Lightly pigmented NHEMs were obtained from Cascade Biologics (Portland, OR) and were cultured in melanocyte growth medium consisting of Medium 254 and human melanocyte growth supplement (Cascade Biologics) with 1% penicillin/streptomycin (Invitrogen, Carlsbad, CA) in a humidified atmosphere containing 5% CO2 in air at 37°C. NHEMs from the 3rd to 7th passages were used in these experiments. B16F10 mouse melanoma cells and SK-Mel-23 human pigmented melanoma cells were cultured in Dulbecco’s modified Eagle’s medium (DMEM) supplemented with 10% fetal bovine serum and 1% penicillin/streptomycin (Invitrogen). The medium was changed every second day. 293A cells (Invitrogen) were cultured according to the manufacturer’s instructions.

PCR primers

Pre-designed primer sets used in this study are listed in the Supplemental Information.
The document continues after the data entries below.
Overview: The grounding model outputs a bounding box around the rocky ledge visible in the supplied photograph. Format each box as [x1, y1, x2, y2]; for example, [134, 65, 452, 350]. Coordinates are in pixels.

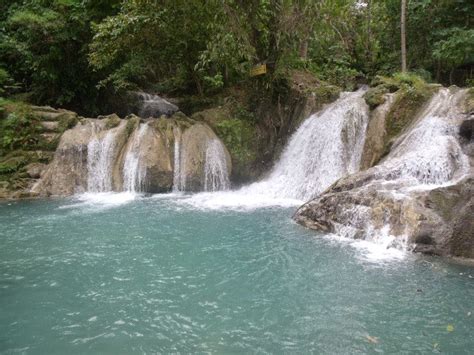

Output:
[293, 88, 474, 258]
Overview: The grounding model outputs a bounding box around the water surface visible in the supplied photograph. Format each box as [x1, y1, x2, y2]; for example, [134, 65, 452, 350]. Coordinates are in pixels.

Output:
[0, 194, 474, 354]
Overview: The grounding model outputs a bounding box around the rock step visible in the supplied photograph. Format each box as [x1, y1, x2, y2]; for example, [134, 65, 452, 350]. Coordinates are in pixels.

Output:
[40, 121, 59, 132]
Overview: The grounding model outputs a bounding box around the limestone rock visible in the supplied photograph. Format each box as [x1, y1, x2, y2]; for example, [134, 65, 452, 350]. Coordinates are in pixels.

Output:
[25, 163, 46, 179]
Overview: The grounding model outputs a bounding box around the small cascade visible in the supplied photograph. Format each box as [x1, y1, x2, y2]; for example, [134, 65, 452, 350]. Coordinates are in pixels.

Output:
[245, 90, 369, 200]
[123, 123, 148, 192]
[87, 123, 115, 192]
[173, 127, 183, 192]
[137, 92, 179, 118]
[381, 88, 469, 187]
[204, 139, 230, 191]
[294, 88, 471, 254]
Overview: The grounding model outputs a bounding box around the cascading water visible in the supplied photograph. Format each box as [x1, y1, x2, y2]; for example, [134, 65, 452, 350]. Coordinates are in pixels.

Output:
[183, 90, 369, 208]
[381, 89, 469, 188]
[204, 139, 230, 191]
[87, 124, 115, 192]
[295, 88, 472, 253]
[247, 90, 369, 200]
[123, 123, 148, 192]
[138, 92, 179, 118]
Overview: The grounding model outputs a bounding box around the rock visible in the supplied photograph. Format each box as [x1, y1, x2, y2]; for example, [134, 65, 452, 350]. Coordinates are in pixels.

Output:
[33, 119, 127, 196]
[459, 118, 474, 141]
[181, 123, 232, 191]
[114, 119, 174, 193]
[136, 92, 179, 118]
[25, 163, 46, 179]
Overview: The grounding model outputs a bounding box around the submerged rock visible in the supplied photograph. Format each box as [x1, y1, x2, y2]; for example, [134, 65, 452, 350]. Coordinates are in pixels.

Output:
[136, 92, 179, 118]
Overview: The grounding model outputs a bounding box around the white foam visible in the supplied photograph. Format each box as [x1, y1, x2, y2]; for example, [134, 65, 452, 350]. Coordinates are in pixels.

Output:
[59, 192, 137, 209]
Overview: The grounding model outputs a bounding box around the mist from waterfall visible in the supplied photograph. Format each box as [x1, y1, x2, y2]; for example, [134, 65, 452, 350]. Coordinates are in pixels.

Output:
[380, 88, 469, 188]
[87, 124, 119, 192]
[304, 88, 471, 250]
[137, 92, 179, 118]
[173, 127, 182, 192]
[247, 90, 369, 201]
[123, 123, 148, 193]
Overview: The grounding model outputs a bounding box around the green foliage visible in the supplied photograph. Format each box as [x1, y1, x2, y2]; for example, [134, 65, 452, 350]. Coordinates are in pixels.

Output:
[0, 0, 474, 115]
[0, 0, 118, 113]
[433, 27, 474, 68]
[0, 68, 11, 95]
[105, 115, 120, 129]
[0, 109, 41, 152]
[364, 85, 389, 110]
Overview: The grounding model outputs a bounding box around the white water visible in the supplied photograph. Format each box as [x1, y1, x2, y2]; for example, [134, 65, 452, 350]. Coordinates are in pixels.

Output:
[87, 123, 116, 192]
[204, 139, 230, 191]
[381, 88, 470, 189]
[184, 90, 369, 209]
[123, 123, 148, 193]
[318, 89, 470, 250]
RNA extraction, RT-PCR and real-time quantitative RT-PCR

Details of the RNA extraction and real-time RT-PCR procedures and data analysis are listed in the Supplemental Methods.

Glycosidase digestion

Cell extracts (5 μg protein) were digested with 1,000 U EndoH (New England Biolabs, Beverly, MA) for 3 h at 37°C. After the digestion, cell extracts were mixed with Tris-glycine SDS sample buffer (Invitrogen) supplemented with 2-mercaptoethanol and were boiled for 5 min. Samples were subjected to SDS-PAGE, and immunoreactive bands were detected by Western blotting using the αPEP7 or αPEP7h antibodies.

Western blotting analysis

Details of the Western blotting analysis are provided in the Supplemental Methods.

Melanin content and tyrosinase assays

Details of these assays are provided in the Supplemental Methods.

Targeted inhibition using siRNA

Details of the small interfering RNA (siRNA) procedures are listed in the Supplemental Methods.

Recombinant adenoviral vectors construction and infection

Details of the lentiviral vectors used and infection procedures are provided in the Supplemental Methods.

Statistical analysis

The results were averaged over 3 or 4 independent experiments. P values were calculated using Student’s t test, and a P < 0.05 is considered significant.